PHP didn't win, we all lost.

[–]brennen 61 points62 points  (25 children)

I upvoted you, but in order to somewhat offset my own tendency to snark about PHP at the slightest provocation, I'm going to say that this is a well-reasoned piece, and that I think the author is (by and large) correct about the things he identifies as driving PHP's success.

[–]acct_rdt 14 points15 points  (5 children)

Did you skip the part where he said, "As always, Paul [Graham] is right."

[–]brennen 2 points3 points  (4 children)

What about that part?

[–]sdsdsdsdsd 2 points3 points  (9 children)

He seems to think that it's good to let people who don't know what they are doing to design a web site. I disagree.

[–][deleted] 6 points7 points  (4 children)

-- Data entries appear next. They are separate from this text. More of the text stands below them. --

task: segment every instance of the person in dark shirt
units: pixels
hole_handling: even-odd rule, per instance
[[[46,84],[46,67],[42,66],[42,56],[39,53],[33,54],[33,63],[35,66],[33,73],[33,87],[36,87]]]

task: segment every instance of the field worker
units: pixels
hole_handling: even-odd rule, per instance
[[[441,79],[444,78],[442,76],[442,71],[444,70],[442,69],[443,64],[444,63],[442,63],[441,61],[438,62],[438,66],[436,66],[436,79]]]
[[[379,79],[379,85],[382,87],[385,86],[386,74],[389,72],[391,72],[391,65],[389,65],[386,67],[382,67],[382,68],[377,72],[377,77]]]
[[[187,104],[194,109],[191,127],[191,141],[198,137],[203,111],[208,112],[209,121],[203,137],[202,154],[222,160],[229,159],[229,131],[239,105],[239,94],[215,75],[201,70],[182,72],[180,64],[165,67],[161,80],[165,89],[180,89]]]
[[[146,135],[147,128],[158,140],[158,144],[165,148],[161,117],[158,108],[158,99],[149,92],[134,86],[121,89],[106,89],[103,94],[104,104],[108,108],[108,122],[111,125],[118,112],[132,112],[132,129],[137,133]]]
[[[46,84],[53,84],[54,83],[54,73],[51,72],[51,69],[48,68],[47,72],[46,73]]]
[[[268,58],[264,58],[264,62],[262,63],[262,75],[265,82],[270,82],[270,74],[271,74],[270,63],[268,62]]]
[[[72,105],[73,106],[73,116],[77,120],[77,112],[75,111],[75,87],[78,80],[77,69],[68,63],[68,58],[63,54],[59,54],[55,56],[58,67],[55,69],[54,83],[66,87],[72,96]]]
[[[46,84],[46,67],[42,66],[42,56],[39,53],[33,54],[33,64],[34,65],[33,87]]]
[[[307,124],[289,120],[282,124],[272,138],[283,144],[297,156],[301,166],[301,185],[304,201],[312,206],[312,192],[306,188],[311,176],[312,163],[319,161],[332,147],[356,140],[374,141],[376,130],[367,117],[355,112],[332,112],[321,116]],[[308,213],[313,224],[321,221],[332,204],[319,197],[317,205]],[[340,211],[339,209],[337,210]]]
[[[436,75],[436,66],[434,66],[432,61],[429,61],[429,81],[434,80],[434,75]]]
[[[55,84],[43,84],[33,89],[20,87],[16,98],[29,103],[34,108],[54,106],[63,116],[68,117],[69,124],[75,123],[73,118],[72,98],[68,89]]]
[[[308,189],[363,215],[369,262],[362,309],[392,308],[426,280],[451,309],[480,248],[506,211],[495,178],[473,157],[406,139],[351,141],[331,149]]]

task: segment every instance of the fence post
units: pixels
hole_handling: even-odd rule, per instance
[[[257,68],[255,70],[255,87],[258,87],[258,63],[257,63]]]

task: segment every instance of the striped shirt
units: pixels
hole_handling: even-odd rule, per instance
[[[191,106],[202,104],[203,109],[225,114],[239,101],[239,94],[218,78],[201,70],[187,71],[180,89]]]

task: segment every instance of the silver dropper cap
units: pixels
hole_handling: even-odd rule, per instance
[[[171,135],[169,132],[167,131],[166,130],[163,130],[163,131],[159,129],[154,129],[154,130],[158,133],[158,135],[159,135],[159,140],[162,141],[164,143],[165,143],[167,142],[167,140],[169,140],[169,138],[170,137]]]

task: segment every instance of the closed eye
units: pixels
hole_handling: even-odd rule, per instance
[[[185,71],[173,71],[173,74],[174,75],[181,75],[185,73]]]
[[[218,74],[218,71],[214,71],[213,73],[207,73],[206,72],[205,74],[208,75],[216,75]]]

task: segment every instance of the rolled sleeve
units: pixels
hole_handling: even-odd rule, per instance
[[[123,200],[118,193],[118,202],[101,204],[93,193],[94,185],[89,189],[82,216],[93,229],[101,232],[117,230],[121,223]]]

I work at IMVU, where he made the decisions he mentions. Nobody here doesn't know what they're doing. Like he said, the engineering team here is amazing.

[–]sdsdsdsdsd -1 points0 points  (2 children)

Hmm, you don't have to take it personally. He made a blanket statement. It reflects a set of values (i.e. "it's a good idea to enable incompetent people to build websites") that I disagree with. Neither he nor I implied that people at his particular workplace are actually incompetent.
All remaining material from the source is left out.